No entanto, as principais farmacêuticas responsáveis pela produção de imunizantes contra a covid-19 afirmam que só negociam diretamente com governos e organismos públicos internacionais. Em informe divulgado pelo Sindicato da Indústria de Produtos Farmacêuticos (Sindusfarma) em nome da AstraZeneca, Janssen, Pfizer e Instituto Butantan, as empresas afirmam que não disponibilizam doses para compra da iniciativa privada.
"Seguindo critérios internacionais e de interesse coletivo, as empresas AstraZeneca, Butantan, Janssen e Pfizer estão negociando, fornecendo e distribuindo suas vacinas contra a Covid-19 exclusivamente para governos federais e organismos públicos internacionais da área da Saúde.
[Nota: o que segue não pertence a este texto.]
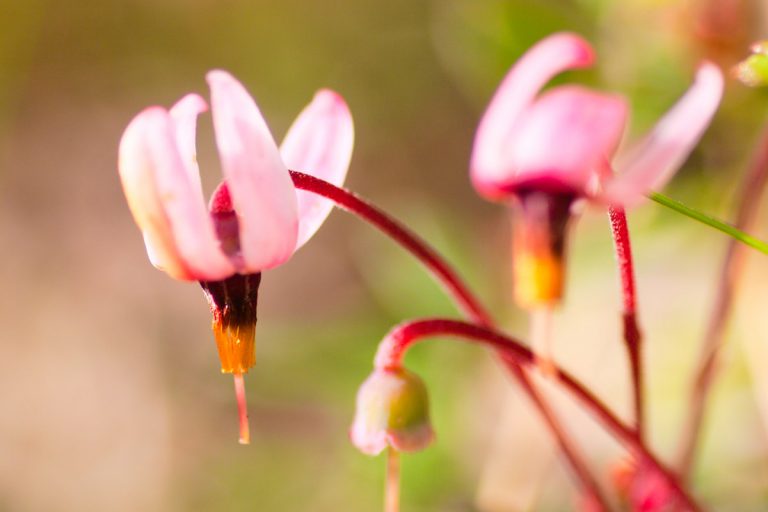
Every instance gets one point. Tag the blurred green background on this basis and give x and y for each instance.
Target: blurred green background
(110, 393)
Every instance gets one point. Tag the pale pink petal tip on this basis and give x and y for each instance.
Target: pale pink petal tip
(490, 165)
(655, 160)
(319, 143)
(137, 177)
(166, 203)
(261, 188)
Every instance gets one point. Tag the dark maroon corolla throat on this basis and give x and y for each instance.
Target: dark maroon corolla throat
(233, 302)
(539, 228)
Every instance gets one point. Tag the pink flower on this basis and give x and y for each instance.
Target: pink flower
(257, 219)
(269, 218)
(563, 140)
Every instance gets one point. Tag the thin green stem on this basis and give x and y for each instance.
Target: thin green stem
(726, 228)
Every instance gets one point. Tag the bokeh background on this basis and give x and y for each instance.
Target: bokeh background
(110, 393)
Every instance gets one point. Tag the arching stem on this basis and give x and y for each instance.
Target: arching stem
(464, 299)
(392, 490)
(242, 409)
(395, 344)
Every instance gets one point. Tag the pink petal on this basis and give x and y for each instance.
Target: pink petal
(261, 188)
(490, 164)
(653, 162)
(184, 114)
(165, 202)
(566, 135)
(319, 143)
(137, 177)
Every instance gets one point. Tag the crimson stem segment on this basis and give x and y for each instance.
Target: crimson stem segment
(396, 343)
(464, 298)
(632, 334)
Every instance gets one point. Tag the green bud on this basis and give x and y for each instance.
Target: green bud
(392, 410)
(753, 71)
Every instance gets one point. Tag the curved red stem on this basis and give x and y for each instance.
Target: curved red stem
(392, 350)
(466, 301)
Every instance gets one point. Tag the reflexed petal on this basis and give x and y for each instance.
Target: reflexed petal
(137, 177)
(567, 134)
(490, 157)
(319, 143)
(261, 188)
(655, 160)
(166, 203)
(184, 114)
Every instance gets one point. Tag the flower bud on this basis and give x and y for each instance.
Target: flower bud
(753, 71)
(392, 410)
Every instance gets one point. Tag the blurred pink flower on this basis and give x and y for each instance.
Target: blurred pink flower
(257, 218)
(563, 140)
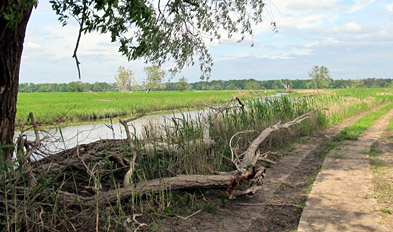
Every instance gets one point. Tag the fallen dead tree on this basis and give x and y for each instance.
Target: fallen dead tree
(246, 179)
(206, 141)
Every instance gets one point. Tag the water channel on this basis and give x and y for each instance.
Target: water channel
(69, 137)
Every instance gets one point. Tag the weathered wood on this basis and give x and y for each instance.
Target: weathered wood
(181, 182)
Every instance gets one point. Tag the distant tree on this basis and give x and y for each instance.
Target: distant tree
(231, 86)
(358, 84)
(74, 86)
(173, 30)
(155, 76)
(124, 79)
(182, 84)
(320, 77)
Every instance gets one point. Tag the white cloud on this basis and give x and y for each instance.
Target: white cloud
(360, 4)
(349, 27)
(32, 46)
(390, 7)
(311, 4)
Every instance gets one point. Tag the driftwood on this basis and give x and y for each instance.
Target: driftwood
(175, 148)
(245, 180)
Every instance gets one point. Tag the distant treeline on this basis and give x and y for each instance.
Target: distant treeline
(249, 84)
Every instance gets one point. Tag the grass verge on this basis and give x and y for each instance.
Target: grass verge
(353, 131)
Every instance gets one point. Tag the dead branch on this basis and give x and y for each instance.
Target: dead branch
(217, 111)
(251, 157)
(248, 170)
(181, 182)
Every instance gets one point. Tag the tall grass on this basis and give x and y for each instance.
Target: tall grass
(353, 131)
(40, 208)
(80, 107)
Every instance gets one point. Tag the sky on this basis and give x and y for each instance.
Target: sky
(353, 38)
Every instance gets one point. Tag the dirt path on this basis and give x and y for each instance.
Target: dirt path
(341, 197)
(277, 207)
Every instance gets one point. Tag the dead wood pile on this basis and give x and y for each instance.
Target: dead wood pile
(247, 178)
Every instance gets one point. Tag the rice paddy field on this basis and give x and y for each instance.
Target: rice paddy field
(99, 172)
(88, 106)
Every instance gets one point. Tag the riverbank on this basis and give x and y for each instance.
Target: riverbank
(78, 108)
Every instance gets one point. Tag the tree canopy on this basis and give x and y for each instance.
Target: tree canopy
(157, 31)
(320, 76)
(160, 31)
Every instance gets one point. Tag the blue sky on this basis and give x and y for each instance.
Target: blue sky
(354, 39)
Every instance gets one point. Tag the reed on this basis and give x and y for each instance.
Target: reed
(40, 208)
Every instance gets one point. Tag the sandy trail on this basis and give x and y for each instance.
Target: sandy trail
(341, 197)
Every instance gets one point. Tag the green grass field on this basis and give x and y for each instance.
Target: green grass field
(82, 107)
Desta forma, neste momento, nenhuma empresa ou pessoa física está autorizada a negociar em nome destas empresas fabricantes de vacinas contra a Covid-19 com nenhum ente público ou privado, seja direta ou indiretamente", afirmam as farmacêuticas.
As liminares que permitem a compra de vacinas pela iniciativa privada são questionadas pela AGU, que alerta para risco de comprometimento do Plano Nacional de Vacinação.
"Subverter o critério de priorização indicado no PNO (Plano Nacional de Operacionalização contra a covid-19), permitindo que um determinado segmento da sociedade se imunize antes das pessoas que integram os grupos mais vulneráveis, representa um privilégio que desconsidera os principais valores que orientam o Sistema Único de Saúde, notadamente a equidade e a universalidade", frisou a AGU.
<b>Veja a lista de entidades privadas que obtiveram autorização para comprar vacinas sem doar ao SUS:</b>
– Sindicato dos Servidores da Assembleia Legislativa do Estado de Minas Gerais (Sindalemg)
– Sindicato dos Delegados de Polícia do Estado de São Paulo (Sindpesp)
– Associação Brasiliense das Agências de Turismo Receptivo (Abare)
– Sindicato dos Trabalhadores em Sociedades Cooperativas do Estado de Minas Gerais (Sintracoop)
– Federação das Empresas de Transporte de Passageiros do Estado de Minas Gerais (Fetram)
– Sindicato dos Empregados em Estabelecimentos Bancários de Ribeirão Preto e Região
– Oregon Administradora de Shopping Centers
– Sindicato dos Médicos do Distrito Federal (Sindmédico/DF)
– Refinaria de petróleos de Manguinhos S/A
– Centro de Ensino Superior e Desenvolvimento Ltda (Unifacisa).